Théâtre d’Amour, annonce la couverture: en l’occurrence, l’Amour a les ailes de Cupidon et le sourire aux lèvres (Chiome d’oro), il danse, voltige (Zefiro torna), se languit et souffre avec infiniment de grâce – Se dolce è’il tormento, tendre et subtil, à mille lieues de l’âpre douleur d’un Villazón (Cf. l’album Monteverdi paru, lui aussi, chez Virgin), mais également prenant. Par contre, avec les madrigaux des derniers livres, l’enjeu est tout autre. Il y a eu un avant et un après Villazón, que cela plaise ou non à ses détracteurs.
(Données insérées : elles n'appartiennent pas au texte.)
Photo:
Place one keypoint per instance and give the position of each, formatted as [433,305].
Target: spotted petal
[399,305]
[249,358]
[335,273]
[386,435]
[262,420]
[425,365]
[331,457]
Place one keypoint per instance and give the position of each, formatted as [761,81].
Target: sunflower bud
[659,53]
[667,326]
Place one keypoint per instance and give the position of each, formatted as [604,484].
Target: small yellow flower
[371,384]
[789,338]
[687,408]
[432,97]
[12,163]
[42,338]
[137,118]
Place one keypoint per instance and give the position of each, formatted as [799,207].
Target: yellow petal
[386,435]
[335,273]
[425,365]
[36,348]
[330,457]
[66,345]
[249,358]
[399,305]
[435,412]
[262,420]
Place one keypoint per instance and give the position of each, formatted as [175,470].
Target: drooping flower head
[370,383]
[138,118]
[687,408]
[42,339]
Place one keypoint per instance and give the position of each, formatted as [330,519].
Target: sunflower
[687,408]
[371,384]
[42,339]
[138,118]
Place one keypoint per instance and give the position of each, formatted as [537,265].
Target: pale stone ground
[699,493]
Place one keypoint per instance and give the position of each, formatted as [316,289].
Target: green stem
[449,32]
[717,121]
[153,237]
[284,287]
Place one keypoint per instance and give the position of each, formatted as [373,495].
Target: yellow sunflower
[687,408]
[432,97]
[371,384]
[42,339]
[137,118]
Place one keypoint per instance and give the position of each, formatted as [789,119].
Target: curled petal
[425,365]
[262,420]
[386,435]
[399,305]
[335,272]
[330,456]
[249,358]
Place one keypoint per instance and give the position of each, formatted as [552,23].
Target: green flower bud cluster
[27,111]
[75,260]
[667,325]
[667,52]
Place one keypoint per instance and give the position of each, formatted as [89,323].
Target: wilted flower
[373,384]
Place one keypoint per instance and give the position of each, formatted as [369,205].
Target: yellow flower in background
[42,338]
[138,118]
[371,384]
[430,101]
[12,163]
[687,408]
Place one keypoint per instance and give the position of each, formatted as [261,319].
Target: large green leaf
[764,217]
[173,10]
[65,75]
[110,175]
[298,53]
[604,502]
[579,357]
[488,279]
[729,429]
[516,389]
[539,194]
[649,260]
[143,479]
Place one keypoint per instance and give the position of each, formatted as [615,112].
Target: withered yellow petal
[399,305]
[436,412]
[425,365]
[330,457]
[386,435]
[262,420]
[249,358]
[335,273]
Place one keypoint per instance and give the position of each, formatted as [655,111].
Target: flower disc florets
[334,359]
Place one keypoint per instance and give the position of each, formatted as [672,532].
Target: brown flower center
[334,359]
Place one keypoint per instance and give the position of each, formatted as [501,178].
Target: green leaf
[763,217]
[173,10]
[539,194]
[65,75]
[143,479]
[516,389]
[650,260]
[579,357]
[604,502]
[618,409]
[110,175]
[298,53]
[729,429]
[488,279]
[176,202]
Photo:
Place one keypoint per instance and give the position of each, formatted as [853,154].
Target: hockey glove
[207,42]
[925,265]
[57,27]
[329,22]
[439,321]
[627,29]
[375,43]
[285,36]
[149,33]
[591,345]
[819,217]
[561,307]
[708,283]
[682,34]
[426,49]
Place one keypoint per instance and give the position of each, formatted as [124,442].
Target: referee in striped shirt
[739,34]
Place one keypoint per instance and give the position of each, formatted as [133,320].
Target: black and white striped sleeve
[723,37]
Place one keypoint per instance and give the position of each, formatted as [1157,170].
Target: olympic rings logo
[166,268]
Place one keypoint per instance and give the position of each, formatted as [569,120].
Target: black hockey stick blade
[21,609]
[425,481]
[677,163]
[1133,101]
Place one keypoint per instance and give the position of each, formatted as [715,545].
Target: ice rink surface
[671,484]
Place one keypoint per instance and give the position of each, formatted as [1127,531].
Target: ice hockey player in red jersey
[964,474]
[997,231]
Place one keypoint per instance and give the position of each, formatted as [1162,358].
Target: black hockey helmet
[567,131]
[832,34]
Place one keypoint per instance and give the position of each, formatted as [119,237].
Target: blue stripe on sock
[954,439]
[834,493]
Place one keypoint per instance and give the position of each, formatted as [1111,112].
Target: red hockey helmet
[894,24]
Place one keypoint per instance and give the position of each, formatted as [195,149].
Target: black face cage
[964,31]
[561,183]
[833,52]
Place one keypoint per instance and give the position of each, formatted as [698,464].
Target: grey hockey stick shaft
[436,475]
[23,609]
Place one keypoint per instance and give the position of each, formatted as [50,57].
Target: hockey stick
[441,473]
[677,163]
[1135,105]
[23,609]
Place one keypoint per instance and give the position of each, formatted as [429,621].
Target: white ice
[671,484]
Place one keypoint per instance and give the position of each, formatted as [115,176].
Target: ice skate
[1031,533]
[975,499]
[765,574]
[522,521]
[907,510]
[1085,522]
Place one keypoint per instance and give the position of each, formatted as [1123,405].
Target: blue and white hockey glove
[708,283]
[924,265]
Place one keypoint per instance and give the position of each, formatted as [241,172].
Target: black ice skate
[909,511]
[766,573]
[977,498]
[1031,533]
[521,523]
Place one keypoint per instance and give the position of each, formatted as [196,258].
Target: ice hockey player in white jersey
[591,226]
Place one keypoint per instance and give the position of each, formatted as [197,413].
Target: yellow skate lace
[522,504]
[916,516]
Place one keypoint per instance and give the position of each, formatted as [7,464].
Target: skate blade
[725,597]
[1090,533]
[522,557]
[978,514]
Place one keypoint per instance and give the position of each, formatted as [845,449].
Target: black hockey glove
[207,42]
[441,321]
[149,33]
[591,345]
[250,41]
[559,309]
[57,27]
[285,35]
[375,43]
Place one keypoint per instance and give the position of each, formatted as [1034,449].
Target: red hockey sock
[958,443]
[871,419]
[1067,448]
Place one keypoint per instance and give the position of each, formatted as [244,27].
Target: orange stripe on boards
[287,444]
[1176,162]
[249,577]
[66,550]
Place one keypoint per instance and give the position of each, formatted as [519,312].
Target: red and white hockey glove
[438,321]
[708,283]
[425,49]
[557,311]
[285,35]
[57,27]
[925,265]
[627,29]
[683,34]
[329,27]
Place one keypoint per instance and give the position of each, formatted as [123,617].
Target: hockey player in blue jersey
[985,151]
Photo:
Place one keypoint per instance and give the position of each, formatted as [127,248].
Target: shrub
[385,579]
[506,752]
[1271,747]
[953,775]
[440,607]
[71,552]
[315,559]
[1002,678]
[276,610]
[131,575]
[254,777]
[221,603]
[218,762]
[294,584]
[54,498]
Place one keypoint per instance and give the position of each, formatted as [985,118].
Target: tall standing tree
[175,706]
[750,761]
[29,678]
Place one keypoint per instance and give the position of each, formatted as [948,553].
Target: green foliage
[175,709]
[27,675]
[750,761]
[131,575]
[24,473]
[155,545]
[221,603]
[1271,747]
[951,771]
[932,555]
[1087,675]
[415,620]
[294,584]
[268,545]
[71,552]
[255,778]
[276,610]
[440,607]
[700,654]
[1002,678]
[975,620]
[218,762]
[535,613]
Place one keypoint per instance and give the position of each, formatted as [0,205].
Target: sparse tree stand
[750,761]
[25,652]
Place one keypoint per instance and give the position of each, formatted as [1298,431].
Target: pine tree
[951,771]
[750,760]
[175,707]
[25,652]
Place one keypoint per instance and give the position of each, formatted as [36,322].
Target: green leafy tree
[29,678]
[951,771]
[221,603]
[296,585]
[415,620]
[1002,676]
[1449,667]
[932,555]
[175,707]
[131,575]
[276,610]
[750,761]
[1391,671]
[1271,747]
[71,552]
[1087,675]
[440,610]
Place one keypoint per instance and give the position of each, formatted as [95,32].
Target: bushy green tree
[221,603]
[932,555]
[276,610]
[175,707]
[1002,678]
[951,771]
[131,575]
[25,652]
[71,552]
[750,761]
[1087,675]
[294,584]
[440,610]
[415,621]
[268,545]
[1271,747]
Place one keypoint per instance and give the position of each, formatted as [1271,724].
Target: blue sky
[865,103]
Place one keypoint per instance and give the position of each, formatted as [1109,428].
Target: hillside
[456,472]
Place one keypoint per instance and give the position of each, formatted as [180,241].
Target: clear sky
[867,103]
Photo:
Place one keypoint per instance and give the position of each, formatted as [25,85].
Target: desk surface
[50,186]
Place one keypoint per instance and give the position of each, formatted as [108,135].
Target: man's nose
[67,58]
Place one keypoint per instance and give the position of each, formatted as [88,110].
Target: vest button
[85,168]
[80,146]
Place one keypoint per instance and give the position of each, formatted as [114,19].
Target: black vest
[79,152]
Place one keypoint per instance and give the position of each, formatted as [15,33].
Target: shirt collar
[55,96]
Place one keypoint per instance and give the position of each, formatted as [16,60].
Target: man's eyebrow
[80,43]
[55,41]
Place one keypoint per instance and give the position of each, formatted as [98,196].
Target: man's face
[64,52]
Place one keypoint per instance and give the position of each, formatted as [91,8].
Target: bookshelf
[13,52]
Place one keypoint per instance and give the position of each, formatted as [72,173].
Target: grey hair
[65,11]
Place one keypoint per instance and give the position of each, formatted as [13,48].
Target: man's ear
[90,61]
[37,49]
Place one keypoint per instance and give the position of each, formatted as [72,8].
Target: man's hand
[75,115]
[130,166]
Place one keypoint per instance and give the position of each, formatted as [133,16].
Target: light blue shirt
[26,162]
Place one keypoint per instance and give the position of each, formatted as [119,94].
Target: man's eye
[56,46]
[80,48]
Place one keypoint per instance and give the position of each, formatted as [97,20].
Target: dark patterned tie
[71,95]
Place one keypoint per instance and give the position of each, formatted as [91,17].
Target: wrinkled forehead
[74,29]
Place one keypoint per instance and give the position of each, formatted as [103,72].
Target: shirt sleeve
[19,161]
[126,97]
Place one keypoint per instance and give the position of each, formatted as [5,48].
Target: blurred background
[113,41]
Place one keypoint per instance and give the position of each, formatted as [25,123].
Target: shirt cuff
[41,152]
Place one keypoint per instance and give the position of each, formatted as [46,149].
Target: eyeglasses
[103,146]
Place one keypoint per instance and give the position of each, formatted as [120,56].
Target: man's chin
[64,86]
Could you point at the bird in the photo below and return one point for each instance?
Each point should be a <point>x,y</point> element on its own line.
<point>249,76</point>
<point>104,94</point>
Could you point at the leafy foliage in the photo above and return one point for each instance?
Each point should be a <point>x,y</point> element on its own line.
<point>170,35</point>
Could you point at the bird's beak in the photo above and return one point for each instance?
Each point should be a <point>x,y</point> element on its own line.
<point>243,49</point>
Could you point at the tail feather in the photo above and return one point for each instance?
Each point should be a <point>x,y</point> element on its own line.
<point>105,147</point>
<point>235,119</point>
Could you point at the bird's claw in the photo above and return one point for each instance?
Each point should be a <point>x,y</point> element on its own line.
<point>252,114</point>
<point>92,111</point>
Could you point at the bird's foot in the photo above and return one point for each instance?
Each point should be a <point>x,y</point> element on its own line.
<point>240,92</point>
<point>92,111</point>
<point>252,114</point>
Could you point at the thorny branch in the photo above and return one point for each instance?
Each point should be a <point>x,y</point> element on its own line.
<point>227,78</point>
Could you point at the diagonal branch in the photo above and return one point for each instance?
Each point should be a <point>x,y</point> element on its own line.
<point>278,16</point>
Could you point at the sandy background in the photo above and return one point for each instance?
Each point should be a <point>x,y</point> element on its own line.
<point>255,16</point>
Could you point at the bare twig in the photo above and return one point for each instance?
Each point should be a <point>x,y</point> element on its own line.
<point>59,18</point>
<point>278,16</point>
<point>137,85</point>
Ceux-là ont crié au pathos et dénoncé un vérisme forcément anachronique. Or, le ténor ne chante pas seulement avec ses tripes : il comprend le texte et l’investit dans ses moindres nuances comme personne avant lui. Si Monteverdi invente le style concitato (agité), c’est en réaction à la mollesse, à la modération excessive d’une musique qu’il juge incapable de traduire les passions. Ici, le théâtre se fait volontiers désirer, les affetti ne sont souvent qu’à peine suggérés. Alors que Rolando Villazón et Topi Lehtipuu grondent et crânent encore (Interrotte speranze), Cyril Auvity et Jan van Elsacker murmurent et susurrent à l’envi ; qu’il nous soit permis de préférer à cette douce sidération, l’inquiétante noirceur des premiers. C’est parfois plus une question de vocalité que d’engagement. L’ample et solaire incantation de Tempro la cetra excède les moyens de Cyril Auvity, si éloquent dans le répertoire français. Autre rendez-vous manqué: la berceuse d’Arnalta, étonnamment neutre, transparente, comme si Jaroussky était ailleurs. Mystère.
Lamento della Ninfa, plage cinq. Cette fois, il se passe quelque chose, ou plutôt quelque chose d’à peine dicible passe: l’angoisse à l’état pur, oppressante, mais sublime. Celle d’une femme éperdue, dont l’univers s’effondre et qui chancelle au bord du gouffre. Un choc, peut-être une catharsis, en tout cas une expérience dont je ne suis pas sorti indemne. Une fois n’est pas coutume, le « je » s’impose à moi, parce que les émotions fortes, éminemment personnelles, rendent dérisoires l’effacement du sujet et les précautions oratoires que pratique d’ordinaire la critique. En concert comme au disque, Nuria Rial ne m’avait encore jamais convaincu et cet album me l’a révélée. Mais j’en viendrais presque à oublier qu’elle n’est pas seule: l’extraordinaire puissance évocatrice de la langue montéverdienne n’agit pas que par le biais de ce chant intense et frémissant. Je m’en voudrais donc de ne pas citer le trio qui plaint la Nymphe : Jan van Elsacker, Cyril Auvity et Nicolas Achten, ainsi que les instrumentistes : Christina Pluhar et Simon Linné au théorbe, Elisabeth Seitz au psaltérion, Eero Palviainen à l’archiluth, Charles Edouard Fantin au luth Renaissance, Christine Plubeau à la gambe et Francesco Turrisi au clavecin.
Frustrant et jouissif, léger puis bouleversant, inégal mais pourtant irrésistible, cet album est tout cela à la fois. Humain, trop humain.